Scott Magelssen has had more lives than an accident-prone cat. He has been a waiter in a logging camp. An anthrax victim. A Mexican migrant trying to cross into the U.S. An observer during an attack on an Iraqi village. He has experienced all these and more through interactive simulations, which he shares in his book Simming, which was published in June.
Magelssen traces his interest in simulations to his teenage years in Wisconsin, where he worked as a lumberjack waiter at Historyland, a tourist venue that featured a simulated 19th century Wisconsin logging camp and Indian encampment. He wrote a paper about Historyland as a graduate student in drama, followed by a Ph.D. dissertation on other tourist sites that use simulations to bring the past to life. In his book, he focuses on how simulations can promote social change.
To research the book, Magelssen, associate professor of drama, participated in or observed more than a dozen simulations. Some serve a training role, such as an Iraqi province simulation staged north of Death Valley to prepare U.S. soldiers headed for the Middle East. Others cater to tourists. At family-friendly Colonial Williamsburg, visitors observe actors depicting life in colonial America.

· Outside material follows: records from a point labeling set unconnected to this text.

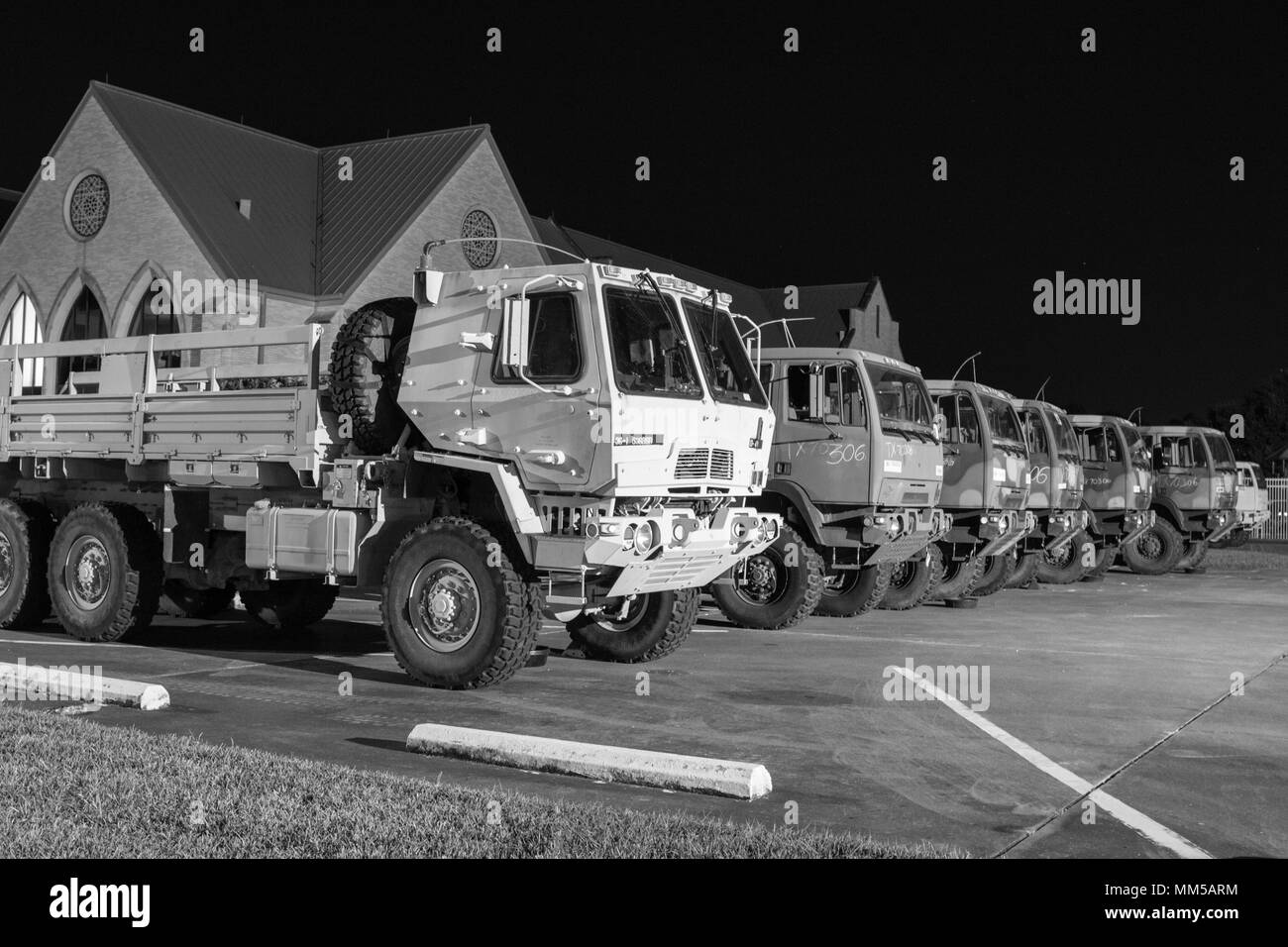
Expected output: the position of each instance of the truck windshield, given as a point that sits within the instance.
(1223, 458)
(722, 357)
(1064, 436)
(1003, 421)
(903, 401)
(651, 354)
(1136, 447)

A living history museum in Indiana offers a more immersive—and emotional—simulation in which participants take on the role of slaves escaping to freedom through the Underground Railroad.

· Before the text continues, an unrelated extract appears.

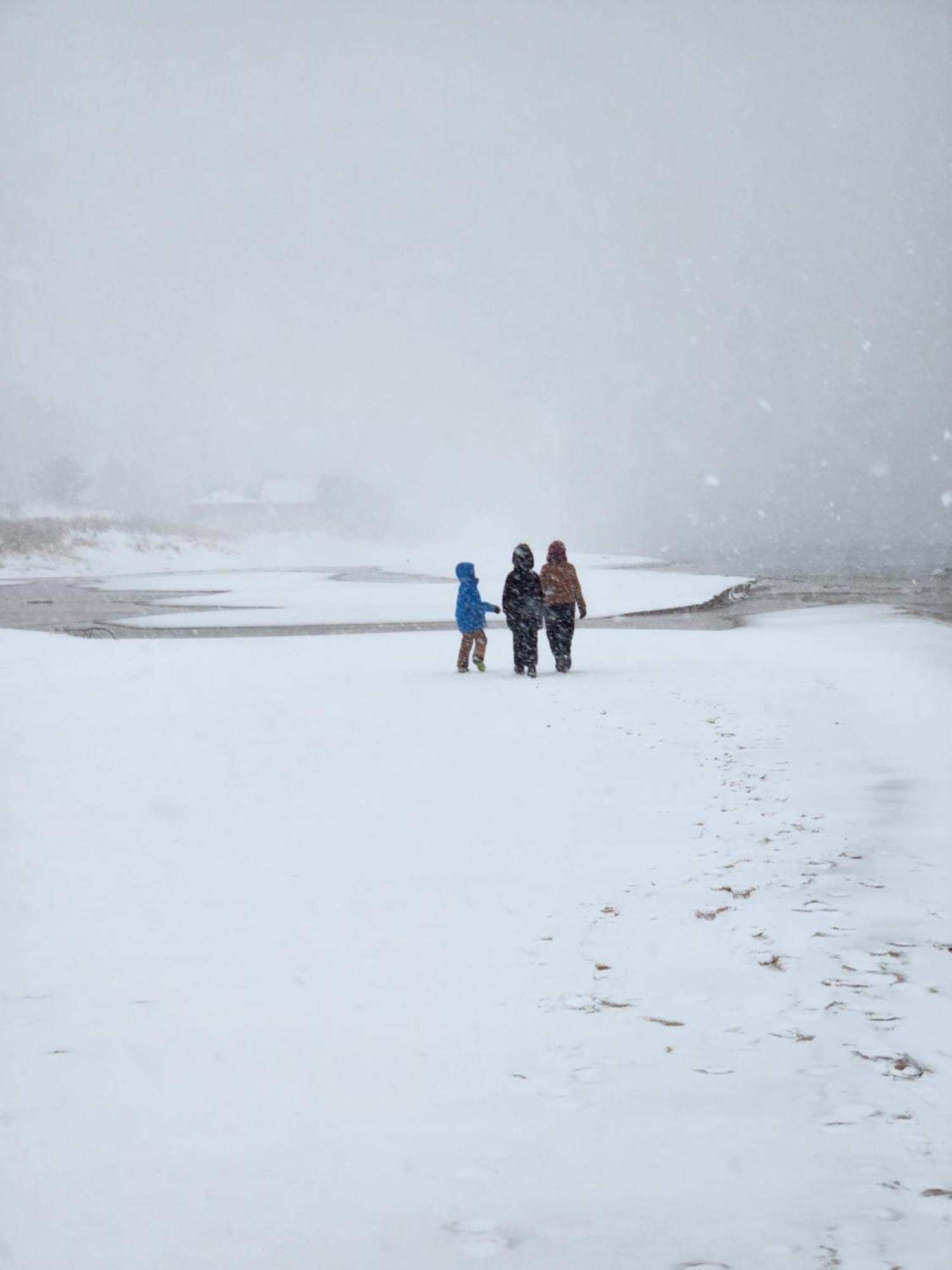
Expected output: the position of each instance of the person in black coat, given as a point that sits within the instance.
(524, 609)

The most intense simulation Magelssen has personally experienced? That would be a grueling six-hour simulation of an illegal nighttime border crossing into the U.S. Led by veteran migrants in Mexico, the simulation involves running from (simulated) U.S. Border Patrol police, down steep hills into the muck of the riverbeds, losing shoes and dodging prickly cacti. It is designed for Mexican tourists, both to generate revenue and to discourage actual border crossings.
Magelssen, who teaches theater history and performance studies at the UW, acknowledges that simulations, particularly those that place privileged visitors in the role of society’s downtrodden, tread into sensitive territory. “What does it mean when the majority of people doing the Underground Railroad simulation are white, or when I play a Mexican migrant?” he says. “On the one hand, it’s arrogant to assume that we can step into the shoes of someone who has suffered in the past. On the other, what kind of people are we if we only stick to bodily experiencing our own localized history, our own ethnic and cultural identity? Are we better citizens of the world if we are invited to step into each others’ experiences?”
Magelssen, who was photographed above in the Burke Museum Café because it evokes an early 18th century French room, with its waxed wood paneling and 18th century oil paintings, believes there’s a lot to gain from walking a mile in someone else’s shoes. “That bodily difference complicates and adds nuance to one’s experience of history,” says the co-editor of Theater-Historiography.org. “One goal of my book is to talk about the difficult issues that arise. By taking those questions head on, we can have a deeper and richer experience.”